The first of this years “Giant Killer Robots” films is thankfully a lot better than the second was – although major dental surgery is preferable to seeing that abject piece of shite again. Even more surprising when you consider that it is directed by McG, a man who’s filmic record makes Michael Bay’s look like the height of gravitas and artistic pretension, and a third part that was seriously lacking. Terminator Salvation isn’t a top flight summer movie, but it’s more than up to the task of providing a solid dose of entertainment whilst we wait for the more serious fare to come along.

The real reason that it works is that – horror of horrors – it actually has a plot that makes sense within the confines of its own world. Summer movies don’t have to show any pretension of being realistic, but they do have to follow their own internal logic. Salvation is burdened by a more tricksy internal logic than many film series due to the fate versus no fate aspect that the transition between Terminator 2 and Rise of the Machines seemed to create, but gets around this by giving us the possibility that fate remains somewhat mercurial – John Conner does not lead the resistance but does occupy the position of a possible saviour, listened to religiously by those who believe that he may be telling the truth.

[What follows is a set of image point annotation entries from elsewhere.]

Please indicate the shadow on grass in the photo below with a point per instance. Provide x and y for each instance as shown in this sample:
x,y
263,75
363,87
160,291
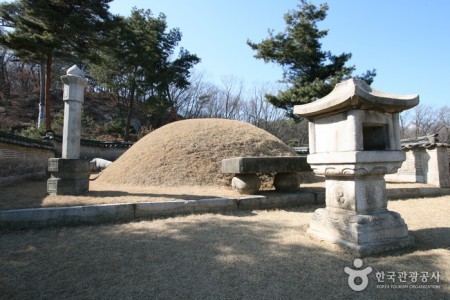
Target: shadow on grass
x,y
196,257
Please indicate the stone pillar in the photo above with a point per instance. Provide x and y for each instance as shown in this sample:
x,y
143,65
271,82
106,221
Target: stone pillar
x,y
356,142
70,174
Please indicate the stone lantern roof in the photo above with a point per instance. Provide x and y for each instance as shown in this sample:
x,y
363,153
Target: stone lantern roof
x,y
356,94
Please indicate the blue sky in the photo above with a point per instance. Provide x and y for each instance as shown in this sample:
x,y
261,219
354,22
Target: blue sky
x,y
406,41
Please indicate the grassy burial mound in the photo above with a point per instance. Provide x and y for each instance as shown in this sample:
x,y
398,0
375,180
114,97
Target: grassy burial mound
x,y
189,153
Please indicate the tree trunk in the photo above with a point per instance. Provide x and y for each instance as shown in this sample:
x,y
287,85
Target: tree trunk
x,y
48,84
41,117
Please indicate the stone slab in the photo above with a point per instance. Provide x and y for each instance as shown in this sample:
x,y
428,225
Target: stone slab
x,y
265,164
270,200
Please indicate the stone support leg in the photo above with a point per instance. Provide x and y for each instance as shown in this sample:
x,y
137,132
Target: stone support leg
x,y
356,217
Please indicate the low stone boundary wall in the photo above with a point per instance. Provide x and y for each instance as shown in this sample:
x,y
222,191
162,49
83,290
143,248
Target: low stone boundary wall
x,y
22,158
110,213
90,149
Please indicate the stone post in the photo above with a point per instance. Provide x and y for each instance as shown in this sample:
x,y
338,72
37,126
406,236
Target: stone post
x,y
70,174
354,143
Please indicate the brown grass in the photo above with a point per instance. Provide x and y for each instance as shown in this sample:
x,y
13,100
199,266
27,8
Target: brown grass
x,y
190,152
247,255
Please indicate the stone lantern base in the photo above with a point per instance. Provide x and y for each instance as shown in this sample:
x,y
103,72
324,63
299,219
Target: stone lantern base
x,y
68,176
362,234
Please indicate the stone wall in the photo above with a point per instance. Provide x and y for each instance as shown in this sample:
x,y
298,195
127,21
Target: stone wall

Likewise it has characters that are more than ciphers for the set pieces to hang around, and whom have character arcs. Admittedly they aren’t massively deep, but they’re significant enough that you actually care for them. Having someone to actually root for changes the dynamic – one of Transformers big problems was that everyone was just an opportunity to reveal the next mac-guffin, here the characters are the point – this isn’t about either John Conner or the Terminator’s but about how Kyle Reese becomes the man we know from the first film.

It’s big saving grace however is that it doesn’t focus on Conner (although Bale is given a lot of screen time to tie the story together) but rather on the possibility that other saviours we don’t yet know about may exist and are destined to play a bigger part in the story. The adverts have been pretty unsubtle about the fact that Sam Worthington plays a prototype Terminator, however it’s refreshing to see that he’s a man who doesn’t know he’s a machine rather than a machine who’s been reprogrammed to be more like a man and thus the film doesn’t fall into the remake trap that part three did (the best part of which was the ending in which the world is obliterated without the possibility of changing the outcome) – it’s little things like this that make it a success.

One thing that occurred to me over the weekend is that all three of the good films have a certain physicality to them – as much as was made about the ground-breaking effects of T2, much of the work was actually done physically. Part three relied too much on digital stuntmen and it showed, CGI still finds it difficult to give objects weight that lend an aura of reality to even the most over-the-top stuntwork. Once again the film has a certain physicality – sure, there are probably more CGI shots than any previous film, but you do get the sense that a lot of the time it’s augmenting actual filming. Likewise it shares the stripped down palette that characterised the first two films, being mainly browns and yellows (the first being red, the second blue) – little things like this stitch films together.

It’s not without problems, the ending is a little rushed and sits out of kilter with the rest of the film, but it’s far better than we had reason to believe. Given the strength of this it’s tempting to say give McG another shot at producing the second part of the planned second trilogy to see what he can make of it, although the last sequel he did was Charlie’s Angels 2, and the less said about that the better.